Embracing

Academic

Setbacks

An academic coach tells us what she’s learned

The beginning of an undergraduate degree represents a world of possibilities. First year is a blank slate—it is up to you to forge your own path and to seize the opportunities made available to you at your institution. For those of us considering higher education, we start to feel the pressure to maintain a high GPA and get involved with as many extracurricular activities as we can manage. But that doesn’t mean that you need to lose yourself in the process.

Kailea Switzer holds a B.A., a B.Ed. and M. Ed in Education and currently works as an academic coach. In her Master’s thesis, Switzer designed an intervention for first year post-secondary students that would help to ease their transition from high school. For most high school students, coming to university marks the first time they are living on their own. In order to effectively balance the competing demands, Switzer helps university students learn time management, planning, and organizational strategies. 
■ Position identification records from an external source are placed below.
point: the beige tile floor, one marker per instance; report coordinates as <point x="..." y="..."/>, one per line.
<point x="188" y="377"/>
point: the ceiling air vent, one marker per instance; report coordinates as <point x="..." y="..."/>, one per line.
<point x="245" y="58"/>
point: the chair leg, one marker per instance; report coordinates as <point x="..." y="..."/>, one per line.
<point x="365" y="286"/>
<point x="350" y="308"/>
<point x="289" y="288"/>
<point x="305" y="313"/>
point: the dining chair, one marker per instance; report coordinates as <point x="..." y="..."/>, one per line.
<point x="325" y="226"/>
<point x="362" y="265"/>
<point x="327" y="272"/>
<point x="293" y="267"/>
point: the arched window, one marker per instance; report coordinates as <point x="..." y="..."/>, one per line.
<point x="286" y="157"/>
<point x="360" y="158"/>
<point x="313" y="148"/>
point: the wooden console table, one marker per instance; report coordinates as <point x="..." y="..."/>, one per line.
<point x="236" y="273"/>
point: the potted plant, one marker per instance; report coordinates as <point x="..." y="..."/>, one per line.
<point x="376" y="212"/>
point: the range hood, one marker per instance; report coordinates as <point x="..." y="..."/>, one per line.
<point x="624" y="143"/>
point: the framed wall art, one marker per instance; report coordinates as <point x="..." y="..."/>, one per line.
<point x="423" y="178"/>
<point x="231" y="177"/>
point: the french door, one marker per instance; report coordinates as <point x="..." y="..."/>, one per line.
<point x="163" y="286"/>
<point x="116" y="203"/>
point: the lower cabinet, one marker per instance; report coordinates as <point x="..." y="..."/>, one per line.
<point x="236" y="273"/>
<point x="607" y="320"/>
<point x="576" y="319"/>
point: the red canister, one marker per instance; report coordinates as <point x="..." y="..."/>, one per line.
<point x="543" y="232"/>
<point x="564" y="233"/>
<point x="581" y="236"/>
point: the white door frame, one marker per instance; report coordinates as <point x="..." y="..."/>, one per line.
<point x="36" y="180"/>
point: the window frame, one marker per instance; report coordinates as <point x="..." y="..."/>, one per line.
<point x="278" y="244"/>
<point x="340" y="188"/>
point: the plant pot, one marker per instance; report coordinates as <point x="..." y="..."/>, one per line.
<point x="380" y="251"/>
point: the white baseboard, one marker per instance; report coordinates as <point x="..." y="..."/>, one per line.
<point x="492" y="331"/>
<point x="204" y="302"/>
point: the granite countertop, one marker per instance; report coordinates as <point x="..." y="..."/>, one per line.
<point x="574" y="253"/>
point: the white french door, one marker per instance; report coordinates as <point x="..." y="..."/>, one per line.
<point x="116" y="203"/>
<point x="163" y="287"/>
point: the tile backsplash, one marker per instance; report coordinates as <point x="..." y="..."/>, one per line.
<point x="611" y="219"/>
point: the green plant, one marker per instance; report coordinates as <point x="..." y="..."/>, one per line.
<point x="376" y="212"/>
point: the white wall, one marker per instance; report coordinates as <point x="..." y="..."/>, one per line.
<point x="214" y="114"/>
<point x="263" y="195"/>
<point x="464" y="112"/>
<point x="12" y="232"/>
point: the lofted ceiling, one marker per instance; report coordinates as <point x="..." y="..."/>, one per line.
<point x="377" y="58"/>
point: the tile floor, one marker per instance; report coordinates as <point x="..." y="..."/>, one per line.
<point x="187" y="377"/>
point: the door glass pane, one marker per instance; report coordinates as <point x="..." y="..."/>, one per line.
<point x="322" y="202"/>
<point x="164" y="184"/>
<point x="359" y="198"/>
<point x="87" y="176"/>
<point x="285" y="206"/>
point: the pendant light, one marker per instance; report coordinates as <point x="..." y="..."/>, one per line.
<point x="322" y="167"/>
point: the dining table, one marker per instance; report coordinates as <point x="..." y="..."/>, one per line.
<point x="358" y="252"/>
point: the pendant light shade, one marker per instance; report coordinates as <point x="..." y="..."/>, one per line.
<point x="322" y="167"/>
University is also a time when many students experience a shift in academic expectations and compare their GPA to their high school average. Rather than shying away from the possibility of failure, Switzer suggests vulnerability as a helpful antidote. We should open ourselves up to the chance that struggle is a necessary component of growth “we go to school in order to learn yet it can be scary to look like we don’t know something – focusing on our growth can help with that” suggests Switzer. In other words, first year is not the end of the story.

For students who are perhaps entering their second or third years, Switzer offers this advice: be in it to learn. Instead of focusing on “just getting through” in order to graduate, shift your mindset to why you are learning. She suggests that first year is meant for experimentation, we stumble into subjects that reveal an interest we didn’t know we had.

Our personal stories are constantly unfolding, and sometimes students fall into spreading themselves too thin. Switzer suggests our extracurricular involvement should reflect depth more than breadth.

University is sometimes fraught with attempts for perfectionism, Switzer states “perfectionism is procrastination, too. It showed up for me as a really intense need to control and to take action on things. For some, it is avoiding working on [the task at hand] because there’s a fear the final product won’t be good enough.”

 

Switzer encourages students to identify how perfectionism may manifest in their lives. Along with adopting a more failure-friendly attitude: “Focus on enjoying [school]. It’s an incredible time in life to be surrounded by the opportunity to learn, and to have very little else expected out of you. [Although, this is not the case] for all students, as some are balancing a lot of other responsibilities. I think those students maybe even have a better perspective of how much value there is in the experience.”

Switzer proposes these three­­­­ tips for students as we move into the new year:

1) Avoid relying solely on your brain to remember

Mentally holding reminders drains our “brain battery.” This leaves us fewer mental resources available for other tasks. Instead, try using a planner. As soon as something comes up, write it down; that way, your brain doesn’t have to hold onto it. 

2) Practice retrieving stored information

When we learn, we encode information. When we are tested, we need to find that retained information. It’s like looking for a file on your computer—if you’ve saved it with a deliberate filename, you’ll be able to locate it quickly and painlessly (but if you didn’t, it will be hard to find). When studying, make sure you practice retrieval to ensure you’ve stored new information where you can easily find it. Quiz yourself while covering the answers. This will reveal which information is neatly filed away, and what has been stuffed in your brain’s junk drawer.

3) Prioritize sleep

Prioritize eight hours of sleep a night. Why? The process of memory consolidation (moving information from short-term to long-term memory) happens while we are sleeping. This stage is critical and helps us make sense of complex information that escapes us while awake. In other words, you need to sleep so your brain has time to do its job.

Every student learns differently. University is a journey that allows students to develop their academic preferences, and the mistakes we make in the process will only help us grow.